Perjanjian tersebut hanya melibatkan AS dan Taliban, dengan rencana bahwa Taliban akan bernegosiasi dengan pemerintah Afghanistan setelahnya untuk menentukan bagaimana dan oleh siapa negara itu akan diperintah di masa depan.

Pasukan keamanan Afghanistan - dilatih dengan biaya US$88,32 miliar dan secara teori berjumlah lebih dari 300.000 tentara, akan ditempatkan untuk menjaga situasi saat pembicaraan berlangsung.

"Kesepakatan luar biasa"

Presiden Trump - yang menggambarkannya sebagai "kesepakatan luar biasa" seperti diutarakan kepada penasihat keamanan nasional, John Bolton - mengatakan secara terbuka bahwa rencana itu memiliki "peluang untuk menjadi sangat bagus".

AS pertama kali mulai menarik pasukan di bawah Trump. Pembicaraan tatap muka antara Taliban dan pemerintah Afghanistan dimulai pada September, tetapi kesepakatan tampaknya tidak pernah tercapai sepenuhnya.

Kendatipun tidak ada kemajuan, para penentang Taliban tetap optimis bahwa kesepakatan itu tidak akan berujung kepada malapetaka.

"Ini bukan Vietnam," kata presiden Afghanistan kepada BBC pada Februari. "Ini bukanlah pemerintahan yang tengah kolaps."

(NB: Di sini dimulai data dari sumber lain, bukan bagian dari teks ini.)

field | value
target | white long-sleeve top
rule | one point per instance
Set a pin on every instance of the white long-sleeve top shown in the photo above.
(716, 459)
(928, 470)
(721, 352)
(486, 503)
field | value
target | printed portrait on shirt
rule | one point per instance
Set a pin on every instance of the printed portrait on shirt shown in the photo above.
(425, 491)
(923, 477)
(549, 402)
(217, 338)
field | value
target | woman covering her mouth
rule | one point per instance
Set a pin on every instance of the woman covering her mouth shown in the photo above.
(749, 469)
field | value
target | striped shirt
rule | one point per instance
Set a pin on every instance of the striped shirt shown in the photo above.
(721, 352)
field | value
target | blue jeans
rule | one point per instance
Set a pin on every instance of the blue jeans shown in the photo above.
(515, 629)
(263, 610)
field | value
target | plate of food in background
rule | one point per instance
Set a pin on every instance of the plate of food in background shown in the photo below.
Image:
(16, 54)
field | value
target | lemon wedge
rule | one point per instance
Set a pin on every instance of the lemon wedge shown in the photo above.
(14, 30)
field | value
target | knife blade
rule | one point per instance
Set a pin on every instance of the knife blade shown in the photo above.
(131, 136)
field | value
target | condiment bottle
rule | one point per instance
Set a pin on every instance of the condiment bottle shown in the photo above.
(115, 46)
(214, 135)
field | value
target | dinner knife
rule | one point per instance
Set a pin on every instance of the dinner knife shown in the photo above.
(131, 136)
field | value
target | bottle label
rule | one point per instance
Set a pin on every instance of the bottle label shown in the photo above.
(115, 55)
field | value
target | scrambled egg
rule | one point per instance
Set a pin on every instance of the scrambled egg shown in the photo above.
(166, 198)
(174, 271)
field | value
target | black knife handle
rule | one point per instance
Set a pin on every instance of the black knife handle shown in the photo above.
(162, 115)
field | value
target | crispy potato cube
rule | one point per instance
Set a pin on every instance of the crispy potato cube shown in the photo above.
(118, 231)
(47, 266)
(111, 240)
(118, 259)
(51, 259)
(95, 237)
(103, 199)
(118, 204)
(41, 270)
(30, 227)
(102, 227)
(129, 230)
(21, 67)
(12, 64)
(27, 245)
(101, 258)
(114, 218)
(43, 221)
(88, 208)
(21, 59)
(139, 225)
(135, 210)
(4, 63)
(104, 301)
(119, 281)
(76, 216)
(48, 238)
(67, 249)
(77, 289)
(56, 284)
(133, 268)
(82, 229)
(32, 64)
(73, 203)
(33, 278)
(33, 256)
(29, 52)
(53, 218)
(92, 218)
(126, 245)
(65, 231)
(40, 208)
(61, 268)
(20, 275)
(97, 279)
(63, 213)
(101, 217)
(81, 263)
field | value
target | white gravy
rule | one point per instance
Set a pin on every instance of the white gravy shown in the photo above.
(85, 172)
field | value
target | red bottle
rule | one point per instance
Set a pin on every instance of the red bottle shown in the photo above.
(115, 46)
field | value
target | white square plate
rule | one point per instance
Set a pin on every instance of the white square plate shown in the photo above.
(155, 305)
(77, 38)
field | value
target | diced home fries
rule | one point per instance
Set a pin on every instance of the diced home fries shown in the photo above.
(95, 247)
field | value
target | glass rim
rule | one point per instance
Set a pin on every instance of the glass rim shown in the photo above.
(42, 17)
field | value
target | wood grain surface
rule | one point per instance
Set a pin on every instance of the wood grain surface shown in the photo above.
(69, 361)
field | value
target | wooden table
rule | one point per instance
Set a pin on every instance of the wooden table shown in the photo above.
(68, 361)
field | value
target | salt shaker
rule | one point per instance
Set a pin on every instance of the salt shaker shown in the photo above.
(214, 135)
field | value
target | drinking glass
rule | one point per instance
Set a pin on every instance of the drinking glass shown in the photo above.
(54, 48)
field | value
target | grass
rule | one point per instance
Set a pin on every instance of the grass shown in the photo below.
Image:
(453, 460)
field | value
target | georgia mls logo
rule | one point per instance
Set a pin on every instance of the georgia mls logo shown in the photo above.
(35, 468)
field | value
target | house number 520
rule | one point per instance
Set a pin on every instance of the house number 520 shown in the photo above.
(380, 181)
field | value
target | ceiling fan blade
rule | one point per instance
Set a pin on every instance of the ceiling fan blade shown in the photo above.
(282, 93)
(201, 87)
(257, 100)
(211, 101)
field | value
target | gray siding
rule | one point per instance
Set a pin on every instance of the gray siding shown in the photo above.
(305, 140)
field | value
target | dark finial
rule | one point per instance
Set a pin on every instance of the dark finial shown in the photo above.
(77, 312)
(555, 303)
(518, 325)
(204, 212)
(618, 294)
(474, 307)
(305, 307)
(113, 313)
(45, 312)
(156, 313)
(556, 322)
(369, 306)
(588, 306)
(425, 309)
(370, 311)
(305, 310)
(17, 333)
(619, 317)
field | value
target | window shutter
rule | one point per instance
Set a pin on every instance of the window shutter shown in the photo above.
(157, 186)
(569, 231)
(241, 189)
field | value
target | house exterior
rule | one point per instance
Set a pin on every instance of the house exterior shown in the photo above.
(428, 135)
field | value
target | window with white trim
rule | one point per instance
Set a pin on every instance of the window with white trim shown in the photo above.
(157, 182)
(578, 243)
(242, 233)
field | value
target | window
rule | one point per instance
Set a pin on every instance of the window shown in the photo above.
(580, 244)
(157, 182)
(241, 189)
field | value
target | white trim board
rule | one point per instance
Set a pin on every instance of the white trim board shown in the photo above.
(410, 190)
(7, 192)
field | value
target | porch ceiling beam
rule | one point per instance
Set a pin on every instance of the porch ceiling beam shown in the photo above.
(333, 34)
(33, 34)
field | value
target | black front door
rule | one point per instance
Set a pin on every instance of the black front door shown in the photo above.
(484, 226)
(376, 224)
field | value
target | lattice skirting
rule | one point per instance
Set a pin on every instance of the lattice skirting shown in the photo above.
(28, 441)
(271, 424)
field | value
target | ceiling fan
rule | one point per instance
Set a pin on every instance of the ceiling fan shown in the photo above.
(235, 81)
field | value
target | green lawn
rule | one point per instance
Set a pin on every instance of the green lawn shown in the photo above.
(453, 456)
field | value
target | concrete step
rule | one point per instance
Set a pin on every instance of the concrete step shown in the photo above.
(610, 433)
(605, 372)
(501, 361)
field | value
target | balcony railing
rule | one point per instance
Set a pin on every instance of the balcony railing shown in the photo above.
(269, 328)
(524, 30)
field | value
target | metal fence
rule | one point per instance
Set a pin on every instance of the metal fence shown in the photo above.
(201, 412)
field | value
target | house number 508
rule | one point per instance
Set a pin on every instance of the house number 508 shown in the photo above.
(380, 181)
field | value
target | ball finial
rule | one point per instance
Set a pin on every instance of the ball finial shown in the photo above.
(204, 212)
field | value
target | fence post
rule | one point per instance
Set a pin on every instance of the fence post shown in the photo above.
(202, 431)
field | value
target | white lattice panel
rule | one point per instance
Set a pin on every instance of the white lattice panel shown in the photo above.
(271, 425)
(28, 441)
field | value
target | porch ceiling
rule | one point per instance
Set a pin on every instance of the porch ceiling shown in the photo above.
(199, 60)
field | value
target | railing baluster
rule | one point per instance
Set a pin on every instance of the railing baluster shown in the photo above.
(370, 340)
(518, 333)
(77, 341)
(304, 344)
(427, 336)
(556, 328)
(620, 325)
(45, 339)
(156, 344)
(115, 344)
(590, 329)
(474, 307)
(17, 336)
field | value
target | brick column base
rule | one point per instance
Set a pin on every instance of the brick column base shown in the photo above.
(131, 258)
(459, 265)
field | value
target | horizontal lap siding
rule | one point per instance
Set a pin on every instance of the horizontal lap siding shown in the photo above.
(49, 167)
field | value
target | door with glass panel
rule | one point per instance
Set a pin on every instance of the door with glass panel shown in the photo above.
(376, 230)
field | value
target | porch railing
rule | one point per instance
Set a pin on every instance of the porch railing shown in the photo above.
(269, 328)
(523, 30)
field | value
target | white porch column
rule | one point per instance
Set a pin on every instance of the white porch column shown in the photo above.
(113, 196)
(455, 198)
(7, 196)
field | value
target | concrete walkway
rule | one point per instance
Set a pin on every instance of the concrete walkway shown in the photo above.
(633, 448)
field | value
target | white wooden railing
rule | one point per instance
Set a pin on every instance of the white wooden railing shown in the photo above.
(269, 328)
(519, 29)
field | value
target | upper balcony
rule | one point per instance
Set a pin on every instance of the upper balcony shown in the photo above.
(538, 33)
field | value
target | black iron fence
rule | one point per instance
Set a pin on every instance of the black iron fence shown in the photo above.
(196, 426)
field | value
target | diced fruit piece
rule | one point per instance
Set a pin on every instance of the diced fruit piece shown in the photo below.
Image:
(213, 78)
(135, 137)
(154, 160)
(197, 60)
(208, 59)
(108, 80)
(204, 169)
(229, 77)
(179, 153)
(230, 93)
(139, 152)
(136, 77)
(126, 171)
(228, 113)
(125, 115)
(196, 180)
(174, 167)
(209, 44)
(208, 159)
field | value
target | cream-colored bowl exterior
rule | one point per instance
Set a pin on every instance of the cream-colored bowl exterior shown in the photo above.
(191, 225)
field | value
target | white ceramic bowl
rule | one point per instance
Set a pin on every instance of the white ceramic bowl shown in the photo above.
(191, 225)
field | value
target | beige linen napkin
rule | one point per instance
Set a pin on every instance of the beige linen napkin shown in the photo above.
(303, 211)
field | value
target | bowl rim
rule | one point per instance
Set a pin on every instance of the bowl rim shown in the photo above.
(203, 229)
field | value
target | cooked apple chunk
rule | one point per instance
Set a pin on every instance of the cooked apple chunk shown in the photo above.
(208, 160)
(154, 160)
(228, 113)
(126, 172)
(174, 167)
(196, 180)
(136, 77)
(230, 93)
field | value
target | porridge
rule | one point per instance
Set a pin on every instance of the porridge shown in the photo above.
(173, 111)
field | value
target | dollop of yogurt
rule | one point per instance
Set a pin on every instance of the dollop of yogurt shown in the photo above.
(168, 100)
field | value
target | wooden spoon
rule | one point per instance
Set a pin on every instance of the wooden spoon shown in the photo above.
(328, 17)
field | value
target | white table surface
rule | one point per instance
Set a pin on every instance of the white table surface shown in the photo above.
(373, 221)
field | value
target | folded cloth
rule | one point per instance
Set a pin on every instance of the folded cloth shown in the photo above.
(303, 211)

Pada bulan Juli, juru bicara Taliban mengklaim "meskipun kami berada di atas angin di medan perang, kami sangat serius mengenai perundingan dan dialog".

Mungkin lebih tepatnya bahwa mereka sudah merebut 10 ibu kota provinsi dalam tujuh hari pada waktu itu.

Presiden AS saat ini Joe Biden - yang meskipun tidak setuju dengan Trump pada hampir setiap kebijakan lainnya - melanjutkan untuk menerapkan kesepakatan pendahulunya.

Kepada pers bulan lalu, Biden mengatakan tidak akan "mengirim generasi Amerika lainnya ke perang di Afghanistan tanpa harapan yang masuk akal untuk mencapai hasil yang berbeda".

"Tentang prospek Taliban bakal menguasai segalanya dan menguasai seluruh negeri, itu sangat tidak mungkin," tambah Biden.

Dan terlepas dari kejadian beberapa hari terakhir, agaknya Presiden Biden telah terjebak dengan keputusannya.

"Jika ada, perkembangan minggu lalu memperkuat bahwa mengakhiri keterlibatan militer AS di Afghanistan sekarang adalah keputusan yang tepat," katanya Senin (16/08) lalu.

Tapi bagi banyak orang, pandangan pemimpin Taliban Mohammad Abbas Stanikzai saat berbicara di ruangan besar sebuah hotel mewah setelah menandatangani kesepakatan dengan adi daya militer terkuat di dunia akhir September lalu, akan lebih mendekati kenyataan.

"Tidak ada keraguan kami telah memenangkan peperangan," katanya. "Tidak ada keraguan sama-sekali."